Wisconsin’s rent control prohibition under §66.1015 means Green Bay cannot cap rents despite the rent appreciation pressure the market has experienced. Landlords have full flexibility to adjust rents at lease renewal, and no just-cause eviction ordinance constrains lease non-renewals or no-cause terminations in Brown County. For landlords willing to manage a larger-market operation with the documentation discipline that ATCP 134 demands, Brown County offers one of Wisconsin’s best combinations of rental demand depth, economic diversity, and landlord-accessible legal framework.

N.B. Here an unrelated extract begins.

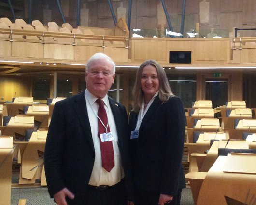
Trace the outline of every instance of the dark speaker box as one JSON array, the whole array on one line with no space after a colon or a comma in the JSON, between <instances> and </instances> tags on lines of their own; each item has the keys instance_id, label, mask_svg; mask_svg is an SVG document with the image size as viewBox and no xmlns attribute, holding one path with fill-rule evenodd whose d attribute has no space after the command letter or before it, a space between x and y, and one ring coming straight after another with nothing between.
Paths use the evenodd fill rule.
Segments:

Brown County landlord-tenant matters are governed by Wis. Stat. Ch. 704 and ATCP 134. Nonpayment notice: 5-day pay or vacate. Lease violation: 5-day cure or vacate. No-cause termination: 28-day written notice. Security deposit return: 21 days; double damages for wrongful retention. Landlord entry: 12 hours’ advance notice required. No rent control (Wis. Stat. §66.1015). No just-cause eviction requirement. Eviction actions filed at Brown County Circuit Court, Green Bay. Milwaukee just-cause ordinance (MCO §200-51.5) does not apply. Consult a licensed Wisconsin attorney before taking legal action. Last updated: April 2026.